I am not attempting to justify exploitation such as described in the original question. What I am criticizing is that so much of the ideological criticism by anthropologists directed toward corporations and international businesses, attacking capitalism vs labor, etc. is based on the critic's linguistic ignorance of the language spoken by those they criticize. Traditional ethnography would require that the ethnographer have a basic understanding of the native language before attempting to interpret the alien culture.

What I am proposing is that any applied anthropologist who expects to influence a client who works in the real world should be familiar enough with the language of money to know when it is time to call in an accountant.

Friday, March 4, 2011

Is Applied Anthropology a Profession?

My question is based on my dissertation and subsequent career path as well as monitoring of the anthropological profession for the past 30 years. My dissertation began as a study of voluntary associations as particular type of socio-cultural adaptation to the pressure for change in a complex society - sort of a "superorganic" adaptation. The final product entitled, Anthropology and the Social Engineer: A Case Study of the Professionalization and Elaboration of the Social Scientist's Role, drew upon the research done by sociologist and anthropologists who studied modern professions such as medicine, accounting, engineering for a theoretical framework. They define a profession as a subset of an occupation. My own field work in the areas of social program design and evaluation and research into the organizational development of American anthropology confirmed the idea that a professional organization is a special case of the voluntary association form of social organization.
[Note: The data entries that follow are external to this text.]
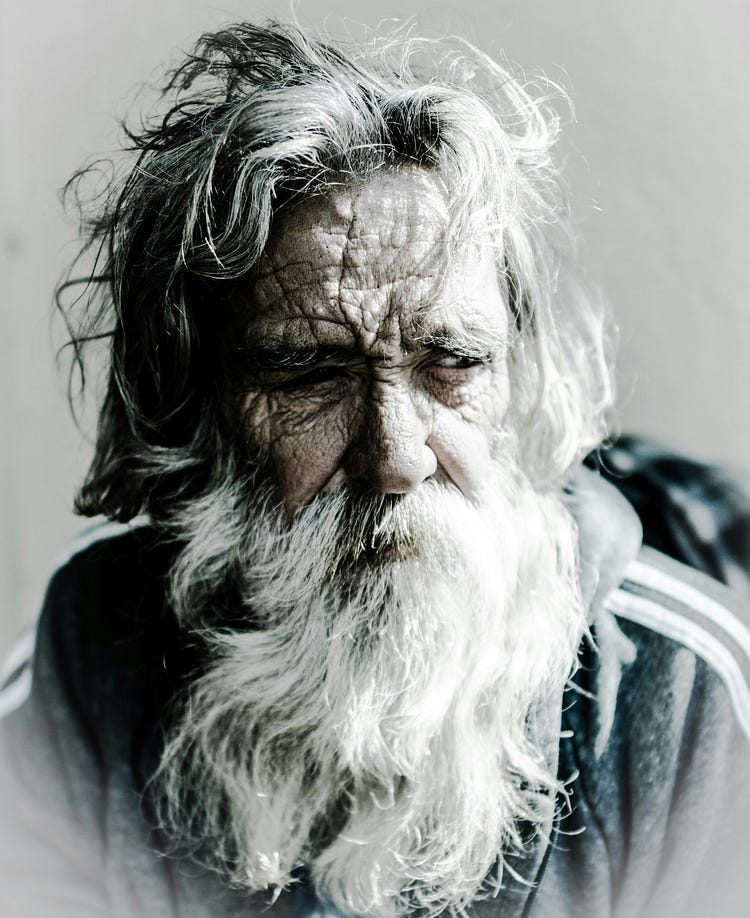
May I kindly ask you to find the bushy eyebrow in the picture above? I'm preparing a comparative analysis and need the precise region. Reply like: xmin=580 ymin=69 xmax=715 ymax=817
xmin=419 ymin=329 xmax=507 ymax=360
xmin=242 ymin=330 xmax=505 ymax=371
xmin=244 ymin=344 xmax=359 ymax=370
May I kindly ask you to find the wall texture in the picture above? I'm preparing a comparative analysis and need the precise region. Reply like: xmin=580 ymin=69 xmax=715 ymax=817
xmin=0 ymin=0 xmax=750 ymax=652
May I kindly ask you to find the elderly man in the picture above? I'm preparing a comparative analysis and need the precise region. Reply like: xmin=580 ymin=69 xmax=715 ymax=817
xmin=0 ymin=16 xmax=750 ymax=918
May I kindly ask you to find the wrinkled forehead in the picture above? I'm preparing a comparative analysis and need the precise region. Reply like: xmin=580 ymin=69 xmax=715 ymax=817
xmin=244 ymin=167 xmax=508 ymax=354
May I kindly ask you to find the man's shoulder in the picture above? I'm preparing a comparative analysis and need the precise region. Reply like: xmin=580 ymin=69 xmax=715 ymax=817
xmin=0 ymin=522 xmax=184 ymax=770
xmin=606 ymin=547 xmax=750 ymax=746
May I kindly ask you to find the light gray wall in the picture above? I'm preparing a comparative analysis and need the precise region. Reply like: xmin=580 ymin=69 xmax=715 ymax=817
xmin=0 ymin=0 xmax=750 ymax=652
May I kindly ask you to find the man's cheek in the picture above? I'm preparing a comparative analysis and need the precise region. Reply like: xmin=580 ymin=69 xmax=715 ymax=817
xmin=269 ymin=412 xmax=349 ymax=513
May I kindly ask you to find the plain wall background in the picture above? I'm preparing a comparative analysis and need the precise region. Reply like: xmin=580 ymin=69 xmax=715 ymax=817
xmin=0 ymin=0 xmax=750 ymax=655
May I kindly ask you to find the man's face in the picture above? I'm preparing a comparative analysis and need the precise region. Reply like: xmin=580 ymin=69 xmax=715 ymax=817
xmin=238 ymin=168 xmax=509 ymax=513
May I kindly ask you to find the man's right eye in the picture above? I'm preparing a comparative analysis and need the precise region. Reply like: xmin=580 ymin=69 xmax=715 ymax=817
xmin=280 ymin=364 xmax=345 ymax=389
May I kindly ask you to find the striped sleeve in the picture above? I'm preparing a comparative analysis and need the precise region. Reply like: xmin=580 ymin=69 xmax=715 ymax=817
xmin=607 ymin=547 xmax=750 ymax=740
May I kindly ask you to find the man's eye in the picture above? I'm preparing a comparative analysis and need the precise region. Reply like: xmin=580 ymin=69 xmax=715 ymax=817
xmin=432 ymin=354 xmax=487 ymax=370
xmin=283 ymin=364 xmax=344 ymax=389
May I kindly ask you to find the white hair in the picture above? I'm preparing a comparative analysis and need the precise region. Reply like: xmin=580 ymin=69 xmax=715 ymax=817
xmin=63 ymin=22 xmax=612 ymax=519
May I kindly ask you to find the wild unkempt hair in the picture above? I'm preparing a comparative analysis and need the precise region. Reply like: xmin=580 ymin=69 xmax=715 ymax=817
xmin=58 ymin=22 xmax=610 ymax=520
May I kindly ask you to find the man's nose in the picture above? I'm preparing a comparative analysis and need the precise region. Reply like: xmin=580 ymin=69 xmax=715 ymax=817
xmin=345 ymin=384 xmax=437 ymax=494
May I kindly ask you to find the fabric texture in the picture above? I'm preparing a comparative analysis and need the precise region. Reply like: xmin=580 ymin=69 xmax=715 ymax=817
xmin=0 ymin=439 xmax=750 ymax=918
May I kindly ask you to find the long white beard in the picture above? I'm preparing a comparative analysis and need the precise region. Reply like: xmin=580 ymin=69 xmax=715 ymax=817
xmin=158 ymin=468 xmax=585 ymax=918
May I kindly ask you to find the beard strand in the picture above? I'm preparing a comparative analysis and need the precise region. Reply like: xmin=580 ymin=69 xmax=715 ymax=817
xmin=155 ymin=460 xmax=585 ymax=918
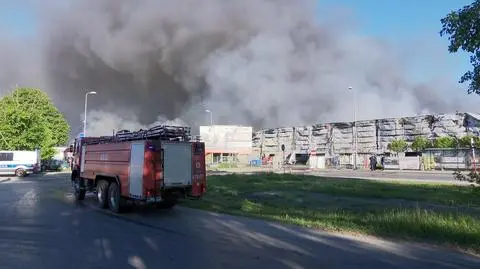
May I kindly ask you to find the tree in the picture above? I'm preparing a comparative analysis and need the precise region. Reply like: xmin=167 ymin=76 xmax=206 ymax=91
xmin=387 ymin=139 xmax=408 ymax=153
xmin=440 ymin=0 xmax=480 ymax=94
xmin=0 ymin=88 xmax=70 ymax=159
xmin=433 ymin=136 xmax=457 ymax=149
xmin=411 ymin=136 xmax=430 ymax=152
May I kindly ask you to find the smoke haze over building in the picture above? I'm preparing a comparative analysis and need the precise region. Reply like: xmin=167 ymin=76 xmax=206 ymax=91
xmin=0 ymin=0 xmax=472 ymax=134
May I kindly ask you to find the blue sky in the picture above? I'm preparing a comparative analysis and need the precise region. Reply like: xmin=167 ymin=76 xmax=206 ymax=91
xmin=319 ymin=0 xmax=474 ymax=87
xmin=0 ymin=0 xmax=473 ymax=87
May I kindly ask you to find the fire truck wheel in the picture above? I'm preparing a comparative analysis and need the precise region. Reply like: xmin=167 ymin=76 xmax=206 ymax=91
xmin=73 ymin=178 xmax=86 ymax=201
xmin=15 ymin=168 xmax=27 ymax=177
xmin=108 ymin=182 xmax=125 ymax=213
xmin=97 ymin=180 xmax=109 ymax=208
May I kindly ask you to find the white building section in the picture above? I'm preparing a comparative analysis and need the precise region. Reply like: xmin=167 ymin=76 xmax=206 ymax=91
xmin=129 ymin=141 xmax=145 ymax=197
xmin=200 ymin=125 xmax=253 ymax=154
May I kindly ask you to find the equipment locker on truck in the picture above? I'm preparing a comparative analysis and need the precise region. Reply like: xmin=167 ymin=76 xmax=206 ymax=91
xmin=70 ymin=125 xmax=207 ymax=213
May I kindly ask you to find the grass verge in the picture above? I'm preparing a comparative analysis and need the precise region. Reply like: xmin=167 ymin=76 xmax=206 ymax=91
xmin=184 ymin=174 xmax=480 ymax=253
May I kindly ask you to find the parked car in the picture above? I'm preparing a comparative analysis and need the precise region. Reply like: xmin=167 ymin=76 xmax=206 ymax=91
xmin=42 ymin=160 xmax=64 ymax=172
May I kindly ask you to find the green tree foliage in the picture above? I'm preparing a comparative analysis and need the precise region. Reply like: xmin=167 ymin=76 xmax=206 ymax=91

One of the major findings of this research is that a professional tends to express the very sense of "calling" and "commitment" to the ideology of the discipline they pursue that people report in their religious experience. These professions call upon members to subordination of their individual bias to a set of the collective standards established by discipline (faith) and to maintain a special relationship to the lay public being served. This is similar to what one finds in the clergy.

Just as the Church's greatest weapon against the apostate is "excommunication," so too the greatest weapon against a professional is the threat of ostracism, e.g. a lawyer being disbarred or a doctor having his/her medical license pulled. This is usually caused by an extreme breach of professional ethics or standards.

My question is to ascertain how others think and feel about the following situation.

If the AAA, SfAA, or NAPA have codes of ethics but no authority to enforce them and no formal requirements for membership other than paying dues, then are they a profession or simply a voluntary association?

My observation over the past 30 years is that the profession seems to rest solely and exclusively in the academy. Specifically it rests in the university department which can "license" practitioners with tenure and expel members by rescinding tenure. But where else is there a similar professional control over the practice of anthropology?

A truly professional "applied anthropology" or "practicing anthropology" would model itself after the other service professions such as medical, law,social work,engineering, etc. These professions are organized to insure a form of self government to protect members from government interference in their practice, and protect the public they serve from quacks and unethical practitioners by controlling membership.